5節の「愚か者」とは、原文で「ナバル」(Ⅰサムエル25章での「アビガイルの夫」の名と同じ)と記されています。それは、「愚か者は心の中で、『神はいない』と言う」(詩篇14:1) と記されているのと同じ心の状態です。残念ながら、「愚か者が高貴な人」と「呼ばれ」てしまうことから国の堕落が始まります。
その「愚か者」の問題は6節で改めて描かれ、「愚か者は愚かなことを語る」という語呂合わせの後で、「主 (ヤハウェ) に向かって迷いごとを語る」と描かれます。この部分は協会共同訳では「主について(敵対して)惑わせることを語る」と訳されますが(カッコ内は解説)、その方が分かりやすいでしょう。
それゆえ、「愚か者」が指導者になるとき、人々の信仰が堕落してしまいます。

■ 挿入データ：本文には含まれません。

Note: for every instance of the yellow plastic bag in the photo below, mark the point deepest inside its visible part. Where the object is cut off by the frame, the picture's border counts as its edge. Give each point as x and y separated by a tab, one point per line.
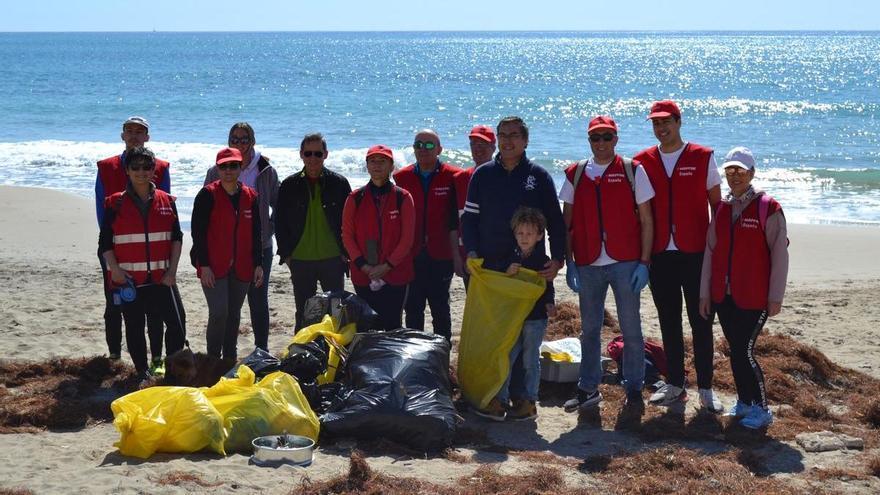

しばしば、この世の基準で「頭が良い」と見られる人が、主の前でのとんでもない「愚か者」である場合があります。そして、それこそ神の民にとっての悲劇となります。
また32章7節には「ならず者」のことが描かれます。しばしば、国が乱れる大本は、王の側近に「ならず者」がついて「上流の人」と呼ばれることから始まります (5節)。
「ならず者」は、権力者に媚びへつらって自分の地位を得ますが、彼らは7節にあるように、「貧しい者」や「身分の低い者」に対しては極めて横暴に振舞い、彼らを虐げます。
これは人の人格の本質を見分ける大きな判断材料になります。その人の権力者に対する態度と、社会的弱者に対する態度の間に大きな落差があるのが「ならず者」です。
8節ではこれらと対極にある「高貴な人」のことが描かれます。それは出生の良さよりは、神を恐れ、自分の命に代えてでも社会的弱者を守ろうとする真の指導者としての生き方を指します。
私たちもキリストにあって高貴な人とされているのですから、「高貴な人は高貴なことを計画し、高貴なことに堅く立つ」と言われる者でありたいものです。それは自分の損得勘定から自由な生き方を指します。
32章9節から14節までは、「安逸を貪る(のんきな)女たち」や「うぬぼれている(安心しきった)娘たち」への警告が記されていますが、原文では、それぞれ「穏やかな女」「安心している娘」とも訳すことができることばで表現されています。
穏やかで心に安心感を持っている女性は、人との交わりを豊かにしてくれますが、半面、国が危機的な状況に陥っているときには対処を誤らせる力にもなります。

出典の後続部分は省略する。